Orthographe.jpg Je ne reçois jamais de réponse de la société de téléphonie mobile à qui je reproche plus une incitation à faire des fautes qu’une démarche d’information à destination d’un jeune public. En revanche, le ministère de la Culture me répond, un an après ! Mieux vaut tard que jamais… Voici un extrait de sa longue explication de deux pages : « La loi du 4 août 1994 relative à l’emploi de la langue française ne vise pas à prescrire la qualité de la langue française, mais impose sa présence, sans exclure celle d’autres langues, dans un certain nombre de circonstances où son usage est nécessaire pour protéger et informer les citoyens. »

Sachant qu’on ne prend plus le temps nécessaire de relire ou de faire lire ce qu’on écrit, quand ce ne sont pas les relecteurs qu’on a du mal à trouver, il y a matière à s’inquiéter sur l’avenir de notre langue.
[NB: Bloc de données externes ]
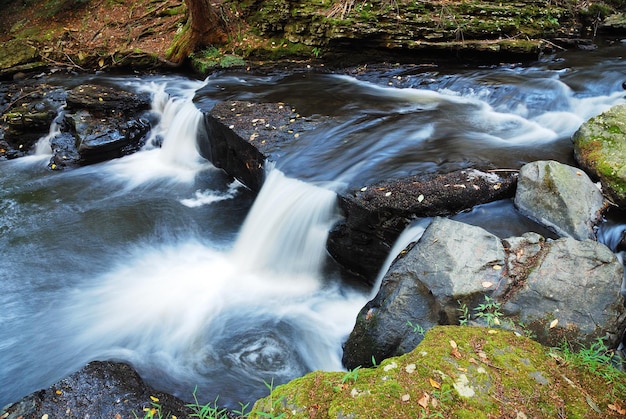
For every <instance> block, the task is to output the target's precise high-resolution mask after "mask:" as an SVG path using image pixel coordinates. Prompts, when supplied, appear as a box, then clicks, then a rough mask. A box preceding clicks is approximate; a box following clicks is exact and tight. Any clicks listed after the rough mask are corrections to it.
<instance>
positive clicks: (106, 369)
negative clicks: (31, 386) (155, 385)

Et, ce n’est qu’une partie du problème. Dans la course au toujours plus vite, certains mélangent le français avec les mots « texto », lorsqu’ils ne rédigent pas entièrement de cette manière ! J’ai été amené à le constater, quand je lisais les messages envoyés par les Français à l’UMP, alors que ce parti politique était au pouvoir de la France. Je ne parvenais pas à savoir si ces personnes écrivaient comme cela pour correspondre plus vite ou parce qu’elles ne savaient pas écrire correctement.

J’ai pris acte que ce n’est pas la loi qui règlera la qualité de la langue française. Effectivement, personne ne peut nous obliger à ne pas faire de faute d’orthographe, sauf à nous faire prendre conscience de l’image que l’on donne.

Une seule retient notre attention de nos jours, l’apparence physique, qui a encore de beaux jours devant elle. Alors, il n’est pas si sûr que, du langage texto, on puisse « espérer que les usagers finiront par se lasser d’être pris pour des déficients mentaux », me répond l’Académie française, juin 2001.

Pourtant, laisser faire, c’est faire.

Le langage texto vient appauvrir un peu plus la langue française. « m.d.r. » (*)...

Le français poursuit sa tendance à être relégué au second plan. Il y a donc lieu de s’interroger suite à l’enquête du cabinet de recrutement Robert-Half qui, en 2010, demande à 2400 responsables des ressources humaines, financiers ou dirigeants issus de treize pays, leurs critères d’appréciation des CV qu’ils reçoivent. « Leur constat est instructif, écrit le Figaro.fr. Si pour 37% des Allemands, 23% des Italiens ou 18% des Espagnols, une seule faute d’orthographe est rédhibitoire, seuls 5% des Français jettent dans ce cas le CV à la poubelle. Quelques 20% des recruteurs français attendent même de détecter cinq fautes pour s’en débarrasser, un score qui les positionne parmi les plus tolérants. Et 18% affirment que le critère de l’orthographe n’a « aucune importance pour eux » ! ». Que feront ces employeurs quand leur futur salarié devra rédiger des courriers au nom de leur société ?

Malheureusement, le pouvoir n’est pas en reste, loin de là. Le communiqué de la présidence de la République, à l’occasion de la mort de Danielle Mitterrand, est une illustration flagrante de cette triste réalité. La presse n’a pas manqué d’y faire remarquer pas moins de cinq fautes d’orthographe. En terme d’image, « peut mieux faire »...

Pour autant, rien n’est inéluctable à condition d’en prendre conscience.

C’est une question d’éducation. Elle nous concerne tous.